Fui levado pela minha amiga, que se chamava Luciene, da praça para uma casa bem ampla com algumas salas e uma enorme recepção. Adentrei um de seus cômodos em que havia umas dezenas de pessoas minúsculas que cabiam na palma da mão, apanhei um senhor já calvo e, o mantendo em uma das mãos, conversei alguma coisa com ele, em seguida o coloquei de volta no tapete onde todos estavam, pareciam estar em um ato de oração. Apanhei depois uma moça, também minúscula, e ficamos a conversar, esta falava português, o que não era comum entre aquela dezena de homens e mulheres pequeninos.
- Qual o seu nome? Indaguei.
- Inês.
- Que bom que você fala português. Aquele senhor que apanhei primeiro, falava não sei quê, e eu não no entendia...
(Minha companheira que havia me levado ali ficava me observando a uma distância).
Ao encontrar aquele grupo de humanos em miniatura, lembrei-me de minha filha; ela adoraria tê-los em sua casa para brincar e conversar. Fui insinuar para Inês a minha intenção:
- Desculpe-me, Inês... Que criança não sonharia em pegar vocês nas mãos, assim na palma da mão, e conversar, e rir...
- As crianças não podem nos pegar, disse ela.
Inês parecia ter se afeiçoado comigo, porque ficamos umas horas juntos lá naquele lugar alto e bonito conversando, ela sentada na palma de minha mão esquerda, e eu passeando com ela vendo aquele lugar cheio de encanto. A praça fazia um polígono: começava em um lado do patamar da escadaria e fechava no outro lado. Havia muitas casas rodeando a praça, todas com uma arquitetura estranha para mim, porém, belas.
Inês, você viu Luciene?
- Ela foi tomar banho, daqui a pouco estará de volta.
- Você sempre morou aqui?
- Na verdade nós, com estatura de até dez centímetros, moramos um pouco mais no alto, aqui moram nossos irmãos e parentes que cresceram como você.
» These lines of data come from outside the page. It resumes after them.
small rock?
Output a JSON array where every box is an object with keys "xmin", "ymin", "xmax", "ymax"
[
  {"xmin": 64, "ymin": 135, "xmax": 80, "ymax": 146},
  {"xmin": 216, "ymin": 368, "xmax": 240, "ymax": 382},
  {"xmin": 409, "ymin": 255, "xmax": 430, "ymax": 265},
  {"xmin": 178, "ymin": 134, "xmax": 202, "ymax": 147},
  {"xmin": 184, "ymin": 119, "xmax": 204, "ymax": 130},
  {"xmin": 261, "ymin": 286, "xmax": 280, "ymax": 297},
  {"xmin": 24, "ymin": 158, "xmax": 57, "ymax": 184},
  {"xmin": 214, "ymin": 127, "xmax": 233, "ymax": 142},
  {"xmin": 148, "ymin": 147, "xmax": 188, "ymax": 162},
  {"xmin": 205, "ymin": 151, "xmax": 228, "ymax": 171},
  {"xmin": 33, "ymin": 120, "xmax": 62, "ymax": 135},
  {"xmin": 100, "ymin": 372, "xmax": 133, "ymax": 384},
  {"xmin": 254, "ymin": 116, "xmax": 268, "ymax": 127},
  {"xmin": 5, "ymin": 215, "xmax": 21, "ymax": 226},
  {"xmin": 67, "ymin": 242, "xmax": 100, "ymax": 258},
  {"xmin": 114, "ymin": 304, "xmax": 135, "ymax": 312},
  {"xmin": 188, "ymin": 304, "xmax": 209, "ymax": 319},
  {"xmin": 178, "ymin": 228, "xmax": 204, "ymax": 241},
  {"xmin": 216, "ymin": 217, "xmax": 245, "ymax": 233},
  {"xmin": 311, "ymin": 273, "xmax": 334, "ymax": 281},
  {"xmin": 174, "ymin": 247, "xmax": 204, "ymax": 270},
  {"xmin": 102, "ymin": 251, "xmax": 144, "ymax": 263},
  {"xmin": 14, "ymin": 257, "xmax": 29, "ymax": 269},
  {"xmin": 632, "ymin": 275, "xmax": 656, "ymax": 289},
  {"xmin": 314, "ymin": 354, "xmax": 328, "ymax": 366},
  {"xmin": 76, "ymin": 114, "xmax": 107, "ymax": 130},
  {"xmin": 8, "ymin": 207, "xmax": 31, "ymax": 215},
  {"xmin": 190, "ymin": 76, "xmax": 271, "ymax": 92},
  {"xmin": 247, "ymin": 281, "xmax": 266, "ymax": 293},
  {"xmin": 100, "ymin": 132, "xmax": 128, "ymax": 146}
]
Eles não podem viver lá no nosso mundo porque pisam em nós, não cabem em nossas casas, pisam nos animais que lá existem... Onde moro, um bebê é um gigante que pode destruir nossas casinhas pensando que é um brinquedo. Lá se um bebê apanha um de nós num aperto de mão, nos mata, como se mata um beija-flor apertando-se a mão. Crianças lá, não entram.
- Eu posso entrar?
- Se você for comigo...Falarei com a guarda.
- Guarda?
- É! Lá temos um Reino.
Olhava-a agora como uma pessoa adulta, e tomado por uma curiosidade, pedi a ela que desse uma voltinha para ver se ela era igual às mulheres grandes...
- Nós somos iguais às pessoas grandes, nosso povo, nossas ruas, tudo é igual. Só que lá as coisas são pequenas, mas todas muito belas. Precisa conhecer a nossa cidade. A nossa praça caberia em um quintal, talvez. Você não vai pisotear nossa praça, vai?
- Eu não. Mas como andarei naquela cidade?
- Crianças não podem ir lá porque não obedecem às regras. Quebram tudo. Pegam-nos e até nos matam brincando. Crianças não podem. Você vai conhecer aquele lugar, e quando chegar lá vai saber como andar, e vai deliciar-se com aquelas montanhas floridas. Ali há muitos animais, todos em miniatura. A natureza lá convive em sua plenitude, há uma enorme harmonia entre tudo e todos... Você gosta de mel?
- Gosto muito.
- Onde vivemos o nosso alimento predileto é o mel, há muito mel por toda parte.
- Não tem árvores?
- Claro que tem, arvores frutífera... Há muitas frutas deliciosas que não existem por aqui.
Era já muito tarde e ainda estávamos a conversar na praça dos adultos. A lua vinha sobre uma enorme montanha de granito coroada por uma nevoa luminosa. As cabras já ruminavam nas marquises do templo e havia muitos casais passeando pela praça. Inês queria dormir. Levei-a até aquela casa misteriosa onde a encontrei. Não havia mais nenhum daqueles coleguinhas dela ali.
- Foram todos para Passargada, retrucou ela.
- Passargada?
-Passargada é o nome do meu país.
- É o país de Manual Bandeira!
- Isso mesmo, Bandeira sonhava em ir lá, mas nunca foi. Talvez tenha vindo aqui em cima onde você está.
Andei pela casa olhando bem para o chão para não pisotear algum pequenino.
- É naquele quarto que dormimos quando vimos aqui, disse-me Inês.
Entrei naquele quanto pequeno ainda com a mocinha na palma da mão, era assim que ela preferia ser carregada. Não gostava de ser presa como se pega uma banana. Concordo com ela. Isso pode amassar sua roupinha, sem contar que não se deve esconder uma criatura tão bonita.